After a record summer, easyJet made an adjusted pre-tax profit of £455m in the six months to 30 September, which was better than expected, and compares with a loss of £178m a year earlier. It carried 19% more passengers, a total of 83 million people, and revenues rose 42% to £8.2bn. Growing ancillary revenues, such as seat selection and onboard food, have now added almost £12 a passenger since 2019.

EasyJet reinstated its dividend for the first time since the Covid-19 pandemic and will pay 4.5p a share in early 2024. Its share price rose 2% on the news.

Sophie Lund-Yates, an analyst at Hargreaves Lansdown, said: “EasyJet is adamant that households will continue to prioritise travel in the new financial year. There are early indication’s that’s true, but that could change at short notice if the UK folds into recession.
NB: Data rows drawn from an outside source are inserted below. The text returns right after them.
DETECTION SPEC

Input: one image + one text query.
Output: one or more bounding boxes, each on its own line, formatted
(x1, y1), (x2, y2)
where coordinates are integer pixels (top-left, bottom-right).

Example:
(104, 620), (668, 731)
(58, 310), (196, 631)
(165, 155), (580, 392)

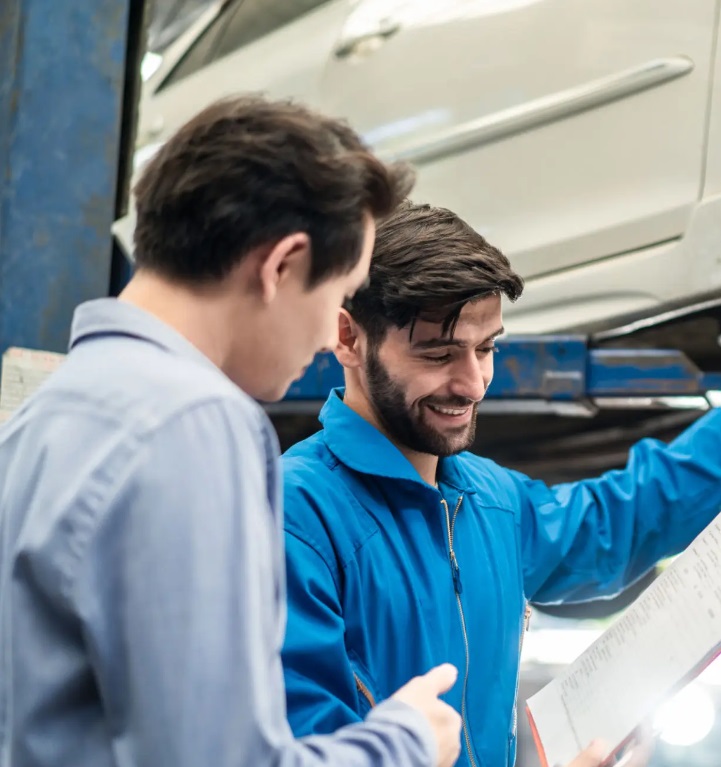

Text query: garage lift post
(0, 0), (144, 354)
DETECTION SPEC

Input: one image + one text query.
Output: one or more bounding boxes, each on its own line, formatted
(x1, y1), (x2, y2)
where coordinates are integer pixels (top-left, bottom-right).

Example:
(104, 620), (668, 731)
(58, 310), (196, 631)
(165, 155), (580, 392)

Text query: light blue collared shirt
(0, 299), (435, 767)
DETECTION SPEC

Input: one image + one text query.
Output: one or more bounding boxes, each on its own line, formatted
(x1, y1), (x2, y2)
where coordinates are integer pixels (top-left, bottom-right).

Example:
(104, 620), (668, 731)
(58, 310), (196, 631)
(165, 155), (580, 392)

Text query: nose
(451, 354), (493, 402)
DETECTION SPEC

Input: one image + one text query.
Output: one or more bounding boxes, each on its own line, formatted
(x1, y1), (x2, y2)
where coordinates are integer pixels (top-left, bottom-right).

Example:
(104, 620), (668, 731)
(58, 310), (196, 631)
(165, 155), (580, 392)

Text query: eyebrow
(411, 328), (505, 351)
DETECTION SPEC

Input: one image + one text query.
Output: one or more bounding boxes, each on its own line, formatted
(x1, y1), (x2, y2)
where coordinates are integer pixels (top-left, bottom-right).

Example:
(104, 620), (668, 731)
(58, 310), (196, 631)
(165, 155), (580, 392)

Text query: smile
(428, 405), (470, 416)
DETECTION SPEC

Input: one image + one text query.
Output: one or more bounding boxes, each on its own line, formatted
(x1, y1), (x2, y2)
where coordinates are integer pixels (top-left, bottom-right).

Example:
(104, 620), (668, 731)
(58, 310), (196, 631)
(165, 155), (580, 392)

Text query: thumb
(421, 663), (458, 695)
(569, 740), (609, 767)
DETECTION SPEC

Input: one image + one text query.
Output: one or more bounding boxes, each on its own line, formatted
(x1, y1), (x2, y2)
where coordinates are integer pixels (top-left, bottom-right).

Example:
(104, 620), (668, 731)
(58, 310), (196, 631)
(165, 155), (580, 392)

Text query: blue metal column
(0, 0), (131, 354)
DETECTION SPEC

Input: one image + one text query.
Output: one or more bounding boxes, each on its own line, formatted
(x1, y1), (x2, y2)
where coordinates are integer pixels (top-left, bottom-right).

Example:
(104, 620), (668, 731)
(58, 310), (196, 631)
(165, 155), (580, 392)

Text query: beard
(365, 347), (478, 458)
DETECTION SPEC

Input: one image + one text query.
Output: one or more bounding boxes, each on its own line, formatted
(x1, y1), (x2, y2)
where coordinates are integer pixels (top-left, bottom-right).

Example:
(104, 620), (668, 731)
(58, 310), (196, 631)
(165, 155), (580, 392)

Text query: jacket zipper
(441, 495), (476, 767)
(353, 674), (376, 708)
(513, 602), (531, 735)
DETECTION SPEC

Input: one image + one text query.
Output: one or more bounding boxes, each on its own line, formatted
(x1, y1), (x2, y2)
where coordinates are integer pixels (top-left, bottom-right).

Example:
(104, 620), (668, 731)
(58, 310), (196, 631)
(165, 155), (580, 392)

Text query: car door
(322, 0), (717, 277)
(138, 0), (347, 151)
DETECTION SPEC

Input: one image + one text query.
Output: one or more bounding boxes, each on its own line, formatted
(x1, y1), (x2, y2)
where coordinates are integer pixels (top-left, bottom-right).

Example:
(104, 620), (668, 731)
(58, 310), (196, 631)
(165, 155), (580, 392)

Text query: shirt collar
(69, 298), (218, 370)
(320, 387), (475, 493)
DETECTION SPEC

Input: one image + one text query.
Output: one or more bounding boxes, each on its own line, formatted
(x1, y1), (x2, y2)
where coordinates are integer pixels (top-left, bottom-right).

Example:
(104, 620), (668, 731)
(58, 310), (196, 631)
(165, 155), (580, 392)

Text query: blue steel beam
(0, 0), (131, 354)
(286, 336), (721, 403)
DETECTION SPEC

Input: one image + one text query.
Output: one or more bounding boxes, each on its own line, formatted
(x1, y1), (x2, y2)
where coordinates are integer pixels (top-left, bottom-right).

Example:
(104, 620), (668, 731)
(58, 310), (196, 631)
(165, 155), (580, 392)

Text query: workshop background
(0, 0), (721, 767)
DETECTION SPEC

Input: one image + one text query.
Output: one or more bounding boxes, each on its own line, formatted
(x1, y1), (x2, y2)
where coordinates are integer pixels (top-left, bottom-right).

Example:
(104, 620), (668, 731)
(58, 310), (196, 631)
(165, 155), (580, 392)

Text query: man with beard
(283, 204), (721, 767)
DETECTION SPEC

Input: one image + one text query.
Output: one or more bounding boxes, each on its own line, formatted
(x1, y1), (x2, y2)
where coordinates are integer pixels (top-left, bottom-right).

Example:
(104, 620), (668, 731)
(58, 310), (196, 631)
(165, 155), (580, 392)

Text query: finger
(568, 740), (608, 767)
(421, 663), (458, 695)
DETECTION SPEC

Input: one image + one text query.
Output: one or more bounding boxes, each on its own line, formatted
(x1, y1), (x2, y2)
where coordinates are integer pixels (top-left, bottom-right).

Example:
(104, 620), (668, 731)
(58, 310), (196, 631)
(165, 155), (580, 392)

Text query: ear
(258, 232), (311, 304)
(335, 309), (363, 368)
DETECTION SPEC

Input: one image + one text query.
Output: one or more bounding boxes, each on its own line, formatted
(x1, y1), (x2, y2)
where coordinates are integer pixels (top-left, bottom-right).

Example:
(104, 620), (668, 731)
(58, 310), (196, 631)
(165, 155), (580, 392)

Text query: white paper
(0, 347), (65, 422)
(528, 516), (721, 765)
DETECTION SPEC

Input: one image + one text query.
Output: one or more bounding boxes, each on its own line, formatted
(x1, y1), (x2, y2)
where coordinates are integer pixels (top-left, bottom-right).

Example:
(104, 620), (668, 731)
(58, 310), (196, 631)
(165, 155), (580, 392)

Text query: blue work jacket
(283, 390), (721, 767)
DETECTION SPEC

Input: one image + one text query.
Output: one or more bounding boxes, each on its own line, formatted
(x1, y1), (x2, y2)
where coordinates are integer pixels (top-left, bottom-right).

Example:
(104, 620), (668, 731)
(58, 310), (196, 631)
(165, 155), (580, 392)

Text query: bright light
(521, 629), (603, 666)
(140, 51), (163, 82)
(654, 683), (716, 746)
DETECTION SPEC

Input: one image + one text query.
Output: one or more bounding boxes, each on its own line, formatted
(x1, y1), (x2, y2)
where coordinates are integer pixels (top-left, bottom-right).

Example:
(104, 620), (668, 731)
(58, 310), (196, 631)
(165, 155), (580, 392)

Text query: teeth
(429, 405), (468, 415)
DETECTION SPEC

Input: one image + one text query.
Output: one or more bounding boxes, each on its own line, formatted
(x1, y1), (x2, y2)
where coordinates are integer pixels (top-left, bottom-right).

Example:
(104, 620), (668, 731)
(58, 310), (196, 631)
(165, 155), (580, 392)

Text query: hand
(568, 725), (654, 767)
(392, 663), (462, 767)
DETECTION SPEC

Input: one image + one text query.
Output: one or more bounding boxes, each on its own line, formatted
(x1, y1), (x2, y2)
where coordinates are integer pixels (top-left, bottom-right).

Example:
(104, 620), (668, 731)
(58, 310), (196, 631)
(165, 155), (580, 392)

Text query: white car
(120, 0), (721, 332)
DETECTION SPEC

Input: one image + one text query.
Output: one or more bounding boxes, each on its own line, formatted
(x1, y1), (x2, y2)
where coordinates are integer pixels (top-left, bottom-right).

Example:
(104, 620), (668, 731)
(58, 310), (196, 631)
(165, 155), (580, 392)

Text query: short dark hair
(134, 96), (413, 288)
(346, 201), (523, 343)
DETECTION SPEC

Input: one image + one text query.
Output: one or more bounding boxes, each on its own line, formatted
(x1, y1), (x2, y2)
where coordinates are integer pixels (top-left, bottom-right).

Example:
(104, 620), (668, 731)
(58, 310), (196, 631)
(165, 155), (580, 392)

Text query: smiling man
(283, 204), (721, 767)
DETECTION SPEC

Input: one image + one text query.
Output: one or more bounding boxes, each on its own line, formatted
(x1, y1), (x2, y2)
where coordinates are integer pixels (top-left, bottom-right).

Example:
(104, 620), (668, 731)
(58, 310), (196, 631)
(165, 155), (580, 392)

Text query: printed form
(527, 515), (721, 767)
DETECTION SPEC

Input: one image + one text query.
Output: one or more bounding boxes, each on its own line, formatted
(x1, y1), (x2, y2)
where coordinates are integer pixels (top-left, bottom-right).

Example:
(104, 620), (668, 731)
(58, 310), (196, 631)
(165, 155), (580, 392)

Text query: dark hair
(134, 96), (413, 288)
(346, 201), (523, 343)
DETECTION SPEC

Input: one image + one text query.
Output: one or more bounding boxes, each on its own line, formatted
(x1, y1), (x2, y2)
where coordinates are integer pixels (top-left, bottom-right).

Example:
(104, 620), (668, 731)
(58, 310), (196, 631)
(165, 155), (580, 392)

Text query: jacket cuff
(366, 698), (438, 767)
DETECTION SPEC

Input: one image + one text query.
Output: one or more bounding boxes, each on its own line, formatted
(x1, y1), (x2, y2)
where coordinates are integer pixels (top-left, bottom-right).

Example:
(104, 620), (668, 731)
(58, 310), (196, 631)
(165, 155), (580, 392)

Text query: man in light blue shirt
(0, 98), (460, 767)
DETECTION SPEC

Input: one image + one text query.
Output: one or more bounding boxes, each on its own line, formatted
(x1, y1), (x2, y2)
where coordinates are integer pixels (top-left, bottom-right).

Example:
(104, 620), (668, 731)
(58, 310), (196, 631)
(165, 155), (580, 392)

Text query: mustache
(423, 397), (478, 410)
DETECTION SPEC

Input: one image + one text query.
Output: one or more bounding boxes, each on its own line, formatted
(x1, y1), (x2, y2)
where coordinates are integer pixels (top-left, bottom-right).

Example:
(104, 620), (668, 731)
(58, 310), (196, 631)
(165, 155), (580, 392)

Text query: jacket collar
(320, 387), (475, 493)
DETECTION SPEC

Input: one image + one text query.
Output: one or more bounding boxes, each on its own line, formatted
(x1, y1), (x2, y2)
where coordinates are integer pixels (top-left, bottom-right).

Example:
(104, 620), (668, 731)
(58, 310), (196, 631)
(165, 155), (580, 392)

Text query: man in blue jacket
(283, 204), (721, 767)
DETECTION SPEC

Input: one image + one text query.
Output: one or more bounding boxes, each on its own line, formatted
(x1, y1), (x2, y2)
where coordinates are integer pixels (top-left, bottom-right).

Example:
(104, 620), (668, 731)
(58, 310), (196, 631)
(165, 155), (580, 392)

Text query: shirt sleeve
(515, 411), (721, 603)
(72, 402), (435, 767)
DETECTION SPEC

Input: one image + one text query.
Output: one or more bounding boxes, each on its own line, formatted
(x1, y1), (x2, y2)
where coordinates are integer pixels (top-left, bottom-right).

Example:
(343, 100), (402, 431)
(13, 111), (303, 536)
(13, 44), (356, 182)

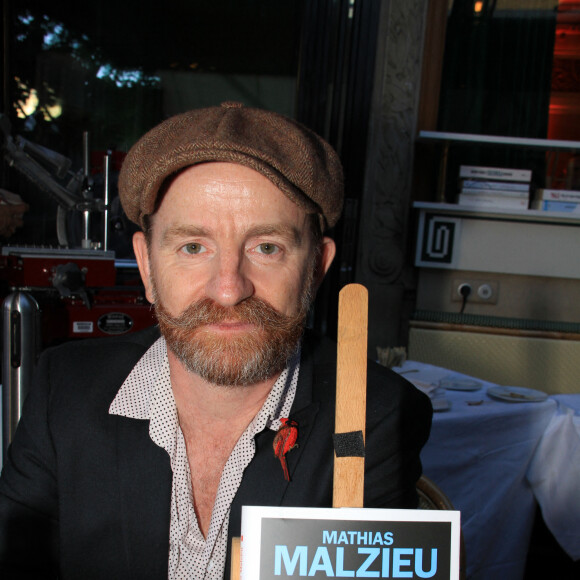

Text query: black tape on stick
(332, 431), (365, 457)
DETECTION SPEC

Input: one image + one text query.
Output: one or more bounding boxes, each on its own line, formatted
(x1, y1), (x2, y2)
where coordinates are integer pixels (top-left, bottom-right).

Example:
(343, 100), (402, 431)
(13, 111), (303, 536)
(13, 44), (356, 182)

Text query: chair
(416, 475), (465, 580)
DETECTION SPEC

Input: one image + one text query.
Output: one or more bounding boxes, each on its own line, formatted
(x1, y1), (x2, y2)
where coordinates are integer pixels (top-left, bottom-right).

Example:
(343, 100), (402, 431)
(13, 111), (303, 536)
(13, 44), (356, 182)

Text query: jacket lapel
(117, 417), (172, 580)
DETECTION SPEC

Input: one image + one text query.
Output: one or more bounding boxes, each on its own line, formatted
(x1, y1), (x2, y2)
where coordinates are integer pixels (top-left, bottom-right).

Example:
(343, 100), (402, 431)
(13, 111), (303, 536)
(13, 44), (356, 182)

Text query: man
(0, 103), (431, 580)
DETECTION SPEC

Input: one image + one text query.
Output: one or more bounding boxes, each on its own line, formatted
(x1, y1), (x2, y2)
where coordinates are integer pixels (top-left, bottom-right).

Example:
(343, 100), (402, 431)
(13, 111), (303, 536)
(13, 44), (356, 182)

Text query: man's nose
(207, 252), (254, 306)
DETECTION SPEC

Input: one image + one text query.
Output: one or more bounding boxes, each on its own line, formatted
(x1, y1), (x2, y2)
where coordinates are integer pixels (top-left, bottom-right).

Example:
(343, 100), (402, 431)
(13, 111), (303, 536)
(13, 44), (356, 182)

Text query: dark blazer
(0, 328), (431, 580)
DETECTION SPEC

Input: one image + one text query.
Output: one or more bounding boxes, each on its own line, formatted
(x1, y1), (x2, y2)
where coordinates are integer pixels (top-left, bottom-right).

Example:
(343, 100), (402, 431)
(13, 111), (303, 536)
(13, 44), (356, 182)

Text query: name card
(241, 506), (460, 580)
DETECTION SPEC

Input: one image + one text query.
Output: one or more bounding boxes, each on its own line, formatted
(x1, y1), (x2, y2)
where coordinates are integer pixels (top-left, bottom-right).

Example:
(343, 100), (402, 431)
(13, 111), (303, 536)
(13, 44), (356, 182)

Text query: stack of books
(532, 189), (580, 214)
(457, 165), (532, 210)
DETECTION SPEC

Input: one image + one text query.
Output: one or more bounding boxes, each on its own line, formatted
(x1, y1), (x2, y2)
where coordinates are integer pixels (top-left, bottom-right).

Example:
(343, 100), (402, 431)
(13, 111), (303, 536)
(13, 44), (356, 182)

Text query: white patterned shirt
(109, 338), (300, 580)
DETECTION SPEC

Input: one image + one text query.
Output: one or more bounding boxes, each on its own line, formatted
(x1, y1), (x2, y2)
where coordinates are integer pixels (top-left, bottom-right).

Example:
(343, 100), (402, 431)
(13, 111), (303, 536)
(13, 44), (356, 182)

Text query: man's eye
(183, 242), (205, 254)
(257, 242), (280, 255)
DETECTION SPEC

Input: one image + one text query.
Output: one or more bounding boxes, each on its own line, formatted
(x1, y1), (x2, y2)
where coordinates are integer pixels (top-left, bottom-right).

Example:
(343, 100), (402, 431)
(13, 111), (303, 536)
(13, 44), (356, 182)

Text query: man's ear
(314, 236), (336, 290)
(133, 232), (155, 304)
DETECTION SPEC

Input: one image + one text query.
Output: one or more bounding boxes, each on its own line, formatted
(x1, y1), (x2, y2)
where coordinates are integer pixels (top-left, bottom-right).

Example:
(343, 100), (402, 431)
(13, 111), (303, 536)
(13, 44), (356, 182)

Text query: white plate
(439, 379), (481, 391)
(487, 386), (548, 403)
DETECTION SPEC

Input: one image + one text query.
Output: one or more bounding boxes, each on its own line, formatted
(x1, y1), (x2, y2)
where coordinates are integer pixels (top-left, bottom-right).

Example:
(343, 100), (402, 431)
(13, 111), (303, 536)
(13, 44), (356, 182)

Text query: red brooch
(274, 418), (298, 481)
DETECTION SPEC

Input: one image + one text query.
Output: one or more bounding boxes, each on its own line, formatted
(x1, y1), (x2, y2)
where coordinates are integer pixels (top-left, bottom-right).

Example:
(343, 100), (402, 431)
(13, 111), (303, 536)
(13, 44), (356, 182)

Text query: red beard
(155, 296), (309, 386)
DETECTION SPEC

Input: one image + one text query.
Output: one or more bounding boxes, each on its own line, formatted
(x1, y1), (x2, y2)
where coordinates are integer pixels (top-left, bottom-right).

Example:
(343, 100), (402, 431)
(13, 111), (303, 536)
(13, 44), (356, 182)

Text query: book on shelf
(532, 199), (580, 215)
(459, 187), (530, 200)
(457, 193), (528, 209)
(534, 188), (580, 203)
(460, 179), (530, 194)
(459, 165), (532, 183)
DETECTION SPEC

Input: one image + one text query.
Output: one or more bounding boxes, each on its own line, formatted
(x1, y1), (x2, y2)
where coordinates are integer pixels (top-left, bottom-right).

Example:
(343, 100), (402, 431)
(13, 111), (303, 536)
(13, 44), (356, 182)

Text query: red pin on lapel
(274, 418), (298, 481)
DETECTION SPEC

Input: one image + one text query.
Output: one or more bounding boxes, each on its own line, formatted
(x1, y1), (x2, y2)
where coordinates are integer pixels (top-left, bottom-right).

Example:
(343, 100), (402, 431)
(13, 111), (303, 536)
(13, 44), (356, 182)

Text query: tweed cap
(119, 102), (343, 230)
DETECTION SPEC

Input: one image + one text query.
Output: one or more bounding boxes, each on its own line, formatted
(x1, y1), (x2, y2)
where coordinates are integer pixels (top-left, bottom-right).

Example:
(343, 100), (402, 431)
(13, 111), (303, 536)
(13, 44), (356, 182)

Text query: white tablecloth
(394, 361), (557, 580)
(527, 395), (580, 560)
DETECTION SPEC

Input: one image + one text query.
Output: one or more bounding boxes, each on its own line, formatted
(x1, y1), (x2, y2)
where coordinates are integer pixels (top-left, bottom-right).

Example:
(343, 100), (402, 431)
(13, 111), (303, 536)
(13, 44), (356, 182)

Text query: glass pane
(2, 0), (301, 251)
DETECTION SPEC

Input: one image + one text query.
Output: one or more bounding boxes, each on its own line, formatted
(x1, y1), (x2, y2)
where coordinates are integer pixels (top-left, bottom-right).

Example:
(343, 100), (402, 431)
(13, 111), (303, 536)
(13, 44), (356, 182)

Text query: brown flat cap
(119, 103), (343, 230)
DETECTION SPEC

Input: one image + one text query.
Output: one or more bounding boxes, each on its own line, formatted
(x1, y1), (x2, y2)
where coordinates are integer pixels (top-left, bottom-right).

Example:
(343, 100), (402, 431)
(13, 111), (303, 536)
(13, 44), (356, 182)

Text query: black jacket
(0, 328), (431, 580)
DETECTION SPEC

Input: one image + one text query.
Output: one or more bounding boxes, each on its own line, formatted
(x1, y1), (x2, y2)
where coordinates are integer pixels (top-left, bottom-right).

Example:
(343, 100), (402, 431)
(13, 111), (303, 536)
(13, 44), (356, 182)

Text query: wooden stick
(332, 284), (368, 507)
(230, 537), (242, 580)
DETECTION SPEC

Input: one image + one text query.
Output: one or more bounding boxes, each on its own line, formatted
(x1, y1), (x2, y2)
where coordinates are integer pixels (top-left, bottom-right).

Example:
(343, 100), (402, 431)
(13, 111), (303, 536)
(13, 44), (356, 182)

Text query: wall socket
(451, 278), (499, 304)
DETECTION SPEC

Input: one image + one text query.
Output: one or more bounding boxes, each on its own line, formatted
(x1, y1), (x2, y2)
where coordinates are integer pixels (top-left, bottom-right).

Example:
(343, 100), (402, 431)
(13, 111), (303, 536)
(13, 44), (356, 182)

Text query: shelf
(413, 201), (580, 226)
(418, 131), (580, 151)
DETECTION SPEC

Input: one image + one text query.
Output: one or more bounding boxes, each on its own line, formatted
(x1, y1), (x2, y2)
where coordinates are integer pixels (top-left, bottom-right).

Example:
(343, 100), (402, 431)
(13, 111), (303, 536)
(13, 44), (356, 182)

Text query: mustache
(155, 296), (307, 332)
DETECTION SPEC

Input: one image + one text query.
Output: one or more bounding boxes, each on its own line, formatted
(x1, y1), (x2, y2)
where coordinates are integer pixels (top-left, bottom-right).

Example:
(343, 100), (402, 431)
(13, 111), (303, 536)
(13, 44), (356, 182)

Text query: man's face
(134, 163), (334, 385)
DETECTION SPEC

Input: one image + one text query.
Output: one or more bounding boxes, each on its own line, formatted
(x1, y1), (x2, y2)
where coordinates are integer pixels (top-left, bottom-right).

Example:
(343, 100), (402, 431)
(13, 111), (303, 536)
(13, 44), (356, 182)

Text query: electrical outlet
(451, 278), (499, 304)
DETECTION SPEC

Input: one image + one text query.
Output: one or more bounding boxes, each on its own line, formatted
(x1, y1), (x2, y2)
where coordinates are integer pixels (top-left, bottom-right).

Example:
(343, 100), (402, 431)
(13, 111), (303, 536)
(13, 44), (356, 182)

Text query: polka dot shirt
(109, 338), (300, 580)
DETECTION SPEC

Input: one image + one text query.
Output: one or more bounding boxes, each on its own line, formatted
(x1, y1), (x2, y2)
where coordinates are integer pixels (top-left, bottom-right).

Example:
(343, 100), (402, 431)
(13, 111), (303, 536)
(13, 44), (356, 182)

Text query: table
(527, 394), (580, 560)
(393, 361), (557, 580)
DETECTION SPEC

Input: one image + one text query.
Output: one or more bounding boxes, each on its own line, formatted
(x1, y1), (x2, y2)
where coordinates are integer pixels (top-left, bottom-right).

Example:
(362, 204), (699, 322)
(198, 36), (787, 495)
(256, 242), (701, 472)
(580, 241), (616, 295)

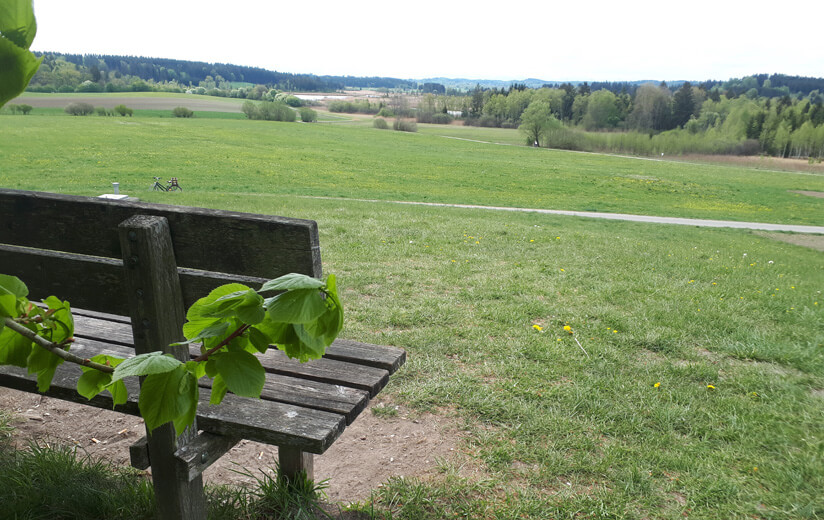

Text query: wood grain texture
(0, 245), (266, 315)
(0, 189), (322, 279)
(117, 215), (206, 520)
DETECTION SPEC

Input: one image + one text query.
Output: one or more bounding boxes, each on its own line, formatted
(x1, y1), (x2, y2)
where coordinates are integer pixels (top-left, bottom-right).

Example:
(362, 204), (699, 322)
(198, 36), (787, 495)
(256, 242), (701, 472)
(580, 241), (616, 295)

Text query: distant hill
(29, 52), (824, 97)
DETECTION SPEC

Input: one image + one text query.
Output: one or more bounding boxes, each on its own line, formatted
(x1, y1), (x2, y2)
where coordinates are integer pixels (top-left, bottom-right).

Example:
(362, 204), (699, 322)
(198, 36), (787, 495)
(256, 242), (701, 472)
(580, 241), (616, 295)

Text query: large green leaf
(43, 296), (74, 343)
(77, 354), (128, 405)
(214, 350), (266, 397)
(260, 273), (323, 292)
(266, 289), (326, 323)
(77, 369), (112, 400)
(209, 374), (229, 405)
(138, 364), (197, 432)
(174, 370), (200, 435)
(0, 329), (32, 368)
(0, 0), (37, 47)
(106, 381), (129, 406)
(0, 274), (29, 314)
(183, 283), (250, 342)
(0, 274), (29, 298)
(0, 36), (43, 107)
(27, 347), (63, 393)
(112, 352), (183, 381)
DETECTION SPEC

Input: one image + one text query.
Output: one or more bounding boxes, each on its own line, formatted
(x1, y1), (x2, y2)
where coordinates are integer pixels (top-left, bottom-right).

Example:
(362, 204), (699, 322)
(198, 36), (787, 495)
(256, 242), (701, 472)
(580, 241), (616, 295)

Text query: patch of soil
(756, 231), (824, 251)
(14, 94), (241, 112)
(0, 388), (460, 502)
(790, 190), (824, 199)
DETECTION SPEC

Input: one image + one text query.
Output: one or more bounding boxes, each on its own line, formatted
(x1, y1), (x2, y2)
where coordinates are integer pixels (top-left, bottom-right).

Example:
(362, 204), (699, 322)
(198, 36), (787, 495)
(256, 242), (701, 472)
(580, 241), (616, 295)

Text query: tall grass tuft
(0, 443), (155, 520)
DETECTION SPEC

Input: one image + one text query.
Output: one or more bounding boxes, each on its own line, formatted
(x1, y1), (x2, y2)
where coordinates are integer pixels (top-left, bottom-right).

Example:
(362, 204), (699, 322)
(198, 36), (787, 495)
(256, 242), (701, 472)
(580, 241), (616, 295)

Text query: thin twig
(192, 324), (251, 362)
(3, 318), (114, 374)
The conflict in the Middle East also has the potential to dent performance and will need monitoring closely.

“The good news for easyJet is that its problems are all outside of its control, which tells the market that its proposition is about as good as it can be – and is waiting to take off once conditions allow.”

The carrier had already ordered 158 A320 planes from Airbus for delivery in the years up to 2029, and has struck a conditional deal for a further 157 A320 and A321 jets between 2029 and 2034, as it replaces half its A320 fleet.